Per i soggetti ai quali è stato precluso l’accesso alla zona di mare compresa nel raggio di 30 Km dalla centrale, le linee guida raccomandano il risarcimento di:

  1. il mancato guadagno e le eventuali spese dovute allo stop delle attività di pescatori e altri imprenditori, ad es. nel settore turistico;
  2. un danno pari al salario normale nel caso dei lavoratori di tali imprese.

Per quanto riguarda invece i danni collegati al settore agroalimentare, oggetto di queste prime raccomandazioni sono esclusivamente i casi in cui il blocco della vendita dei prodotti agroalimentari sia stato ordinato dal governo, ed i casi di sospensione volontaria della messa in commercio decisi dalle associazioni di agricoltori o pescatori locali. Per i danni patiti in altre aree, o relativi al crollo dei prezzi e delle vendite di prodotti non direttamente oggetto di provvedimenti delle autorità o delle associazioni locali, la Commissione rimanda l’analisi a documenti successivi.
La Commissione identifica il danno risarcibile alle imprese collegate con il settore agroalimentare con:

  1. il mancato guadagno, le spese per lo smaltimento dei prodotti invendibili, e tutte le spese accessorie;
  2. il mancato guadagno dei distributori dei prodotti agricoli;
  3. il danno pari al salario normale nel caso dei lavoratori di tali imprese.

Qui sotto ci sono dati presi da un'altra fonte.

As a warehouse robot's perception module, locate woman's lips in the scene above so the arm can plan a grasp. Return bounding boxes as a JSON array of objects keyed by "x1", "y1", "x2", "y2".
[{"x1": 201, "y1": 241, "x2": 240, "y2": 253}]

Per ogni voce di danno, il documento esamina i criteri in base a cui valutare se le spese possano rientrare nelle voci sopra elencate. Non sono presenti tuttavia indicazioni concrete riguardo alla quantificazione monetaria del danno.
Inoltre, le linee guida puntualizzano che i risarcimenti dovranno coprire tutte le spese e i danni subiti in conseguenza dell’incidente nucleare, a partire dal giorno in cui si è verificato l’incidente, 11 marzo. Sono dunque inclusi nel conto i danni collegati a decisioni, come l’evacuazione volontaria o l’astensione dalla vendita di prodotti agricoli, prese prima degli ordini di evacuazione o del blocco della commercializzazione dei prodotti agricoli.